The great turf writer Joe Palmer, of The Blood-Horse,
called him “as near to living flame as horses get,” and
most American horsemen consider him to be the greatest
racehorse in American turf history. When Samuel Riddle
was offered a million dollars for Man o’ War, he answered
that “lots of men have a million dollars, but only one can
own Man o’ War.” Offered a blank check, he again
declined, saying:
“You go to France and bring back
the Tomb of Napoleon. You go to
India and buy the Taj Mahal. Then
I’ll put a price on Man o’ War.”
Every year, thousands of visitors flocked to Faraway
Farm in Kentucky to see the legendary horse and hear his
famous stud groom, Will Harbut, tell stories about the
champion. He always introduced his charge as “the mostest
horse that ever was” and insisted that Man o’ War had
never been beaten. When a guest asked about
the race with
Upset, Will Harbut always replied that since he himself
hadn’t seen it, the story of the 1919 Sanford Memorial
“must have been a lie.”
As a sire, Man o’ War’s success was phenomenal.
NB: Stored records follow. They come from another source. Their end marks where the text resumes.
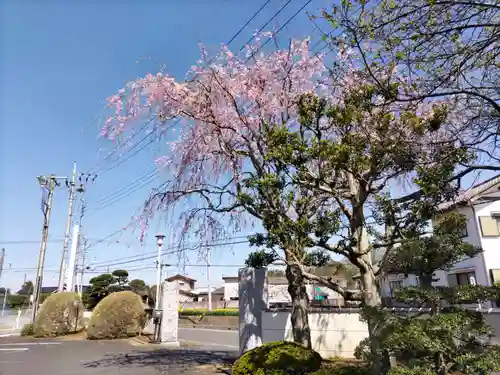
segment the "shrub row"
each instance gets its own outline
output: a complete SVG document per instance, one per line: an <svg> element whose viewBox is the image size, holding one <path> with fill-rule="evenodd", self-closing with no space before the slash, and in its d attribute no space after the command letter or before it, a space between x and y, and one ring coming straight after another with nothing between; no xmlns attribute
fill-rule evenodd
<svg viewBox="0 0 500 375"><path fill-rule="evenodd" d="M35 322L23 327L22 336L55 337L84 329L85 308L77 293L50 295L38 311ZM115 339L142 332L146 314L141 297L134 292L112 293L94 309L87 328L89 339Z"/></svg>
<svg viewBox="0 0 500 375"><path fill-rule="evenodd" d="M40 296L40 300L43 303L51 294L43 293ZM12 309L17 309L20 307L27 307L29 305L29 296L21 295L21 294L9 294L7 296L7 304Z"/></svg>
<svg viewBox="0 0 500 375"><path fill-rule="evenodd" d="M231 309L179 309L179 316L239 316L240 310Z"/></svg>

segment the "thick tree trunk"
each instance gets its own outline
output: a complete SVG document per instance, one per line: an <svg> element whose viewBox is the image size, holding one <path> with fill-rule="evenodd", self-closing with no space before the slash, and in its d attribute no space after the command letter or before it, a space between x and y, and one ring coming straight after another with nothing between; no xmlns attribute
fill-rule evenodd
<svg viewBox="0 0 500 375"><path fill-rule="evenodd" d="M292 298L292 315L290 317L293 341L306 348L311 348L311 328L309 327L309 296L307 295L304 277L300 268L292 265L286 267L288 293Z"/></svg>
<svg viewBox="0 0 500 375"><path fill-rule="evenodd" d="M366 259L371 264L370 259ZM382 298L377 284L377 278L372 270L361 273L361 284L363 288L363 305L370 308L379 308L382 306ZM379 327L375 322L367 318L368 335L370 338L370 350L372 357L372 373L380 375L385 373L389 367L389 353L382 352L382 346L379 339Z"/></svg>

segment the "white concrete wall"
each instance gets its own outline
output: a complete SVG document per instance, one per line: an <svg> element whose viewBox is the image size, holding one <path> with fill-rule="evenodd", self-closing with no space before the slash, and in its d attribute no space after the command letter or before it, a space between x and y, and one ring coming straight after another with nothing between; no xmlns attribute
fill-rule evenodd
<svg viewBox="0 0 500 375"><path fill-rule="evenodd" d="M238 279L224 280L224 300L238 297Z"/></svg>
<svg viewBox="0 0 500 375"><path fill-rule="evenodd" d="M323 358L354 357L359 342L368 337L368 327L358 313L310 313L312 347ZM262 312L262 342L293 341L290 312Z"/></svg>

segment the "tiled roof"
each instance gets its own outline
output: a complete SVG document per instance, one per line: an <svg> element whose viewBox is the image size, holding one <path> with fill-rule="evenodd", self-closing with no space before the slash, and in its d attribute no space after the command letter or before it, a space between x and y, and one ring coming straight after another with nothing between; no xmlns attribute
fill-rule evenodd
<svg viewBox="0 0 500 375"><path fill-rule="evenodd" d="M455 199L449 202L445 202L439 205L440 211L446 211L452 209L458 205L463 205L468 202L474 202L478 198L481 197L483 193L500 184L500 175L492 177L486 181L480 182L477 185L474 185L470 189L464 190L461 192Z"/></svg>
<svg viewBox="0 0 500 375"><path fill-rule="evenodd" d="M185 276L185 275L180 275L180 274L177 274L177 275L174 275L174 276L170 276L167 281L174 281L174 280L184 280L184 281L188 281L188 282L195 282L196 280L195 279L192 279L190 278L189 276Z"/></svg>

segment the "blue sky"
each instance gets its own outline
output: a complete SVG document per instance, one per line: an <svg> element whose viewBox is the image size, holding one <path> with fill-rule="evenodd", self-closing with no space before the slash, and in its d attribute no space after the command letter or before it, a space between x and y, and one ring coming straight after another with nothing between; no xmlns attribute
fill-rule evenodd
<svg viewBox="0 0 500 375"><path fill-rule="evenodd" d="M12 264L0 284L17 289L25 273L28 280L34 279L42 228L36 176L69 175L74 160L78 171L86 172L103 160L99 149L111 149L110 144L97 139L97 118L105 98L128 80L157 72L160 64L165 64L170 74L183 78L198 58L199 42L215 48L227 42L264 2L0 0L0 246L7 251L6 268ZM239 49L285 3L272 0L231 46ZM271 25L280 27L304 3L292 0ZM305 10L318 13L330 3L313 0ZM302 12L281 36L306 35L313 35L313 41L319 39L319 32ZM161 180L106 208L94 203L92 210L92 202L146 173L161 149L162 144L152 144L119 167L101 173L88 187L84 230L91 243L127 224L149 188ZM57 283L57 273L51 271L59 268L66 205L67 191L58 189L49 233L56 241L47 247L44 285ZM112 237L89 250L90 262L151 253L155 250L152 235L157 230L168 232L162 222L154 223L144 247L137 233L128 231ZM240 265L247 253L246 245L214 248L212 262ZM165 261L177 262L175 257ZM152 266L152 262L144 260L123 268ZM191 255L190 263L194 265L188 266L186 273L197 278L200 286L206 285L204 268L195 256ZM26 270L16 271L20 269ZM214 284L221 283L223 274L236 272L235 267L214 267ZM155 270L131 276L154 282Z"/></svg>

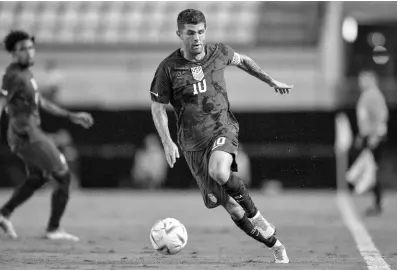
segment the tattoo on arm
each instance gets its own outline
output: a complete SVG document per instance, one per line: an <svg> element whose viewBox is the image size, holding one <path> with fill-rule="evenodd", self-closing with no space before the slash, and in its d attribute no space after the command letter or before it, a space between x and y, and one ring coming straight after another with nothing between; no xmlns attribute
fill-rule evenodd
<svg viewBox="0 0 398 270"><path fill-rule="evenodd" d="M158 102L153 102L151 105L152 118L155 123L156 130L159 133L162 143L171 141L170 130L168 125L168 117L166 112L166 105Z"/></svg>
<svg viewBox="0 0 398 270"><path fill-rule="evenodd" d="M274 79L264 70L262 70L261 67L253 61L253 59L242 54L240 55L240 57L241 61L239 65L237 65L237 67L272 86Z"/></svg>
<svg viewBox="0 0 398 270"><path fill-rule="evenodd" d="M56 116L69 117L69 114L70 114L69 111L62 109L58 105L52 103L51 101L49 101L43 97L40 97L40 107L43 110L45 110L53 115L56 115Z"/></svg>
Despite the fact that the number, and some said the
quality, of the mares he covered was extremely limited,
Big Red managed to sire such champions as Crusader, whose
wins included the 1926 Belmont Stakes
and two runnings of
the Suburban Handicap; American Flag, winner of the 1925
Belmont Stakes; Clyde Van Dusen, the 1929 Kentucky Derby
winner; Bateau, the filly who won the 1929 Suburban
Handicap, and most famous of all, 1937 Triple Crown winner
War Admiral.
One son, Scapa Flow, soon brought honor to the colors
of Mrs. W.M. Jeffords, the owner of Golden Broom and
Hoodwink, by earning the 1926 Juvenile Championship. His
wins that season had included the Futurity Stakes. The
Jeffords also raced Bateau, Mars, Edith Cavell, and a number of other stakes
winners by Man o’ War.
Blockade, winner of three editions of the Maryland
Hunt Cup, and Battleship, winner of the 1938 Grand
National at Aintree, proved that the Man o’ Wars could
jump as well as they could run. Apparently Samuel
Riddle’s first evaluation of Man o’ War, the potential
hunter, was correct. Big Red’s offspring not only jumped
well on the steeplechase course, but also with some style,
as evidenced by the titles won by Holystone in the show
ring.
Man o’ War passed away on November 1, 1947 after
suffering a heart attack. More than two thousand people
attended the funeral, which was broadcast by radio. The
great stallion was the first horse to be embalmed, and is
now buried at the Kentucky Horse Park in Lexington.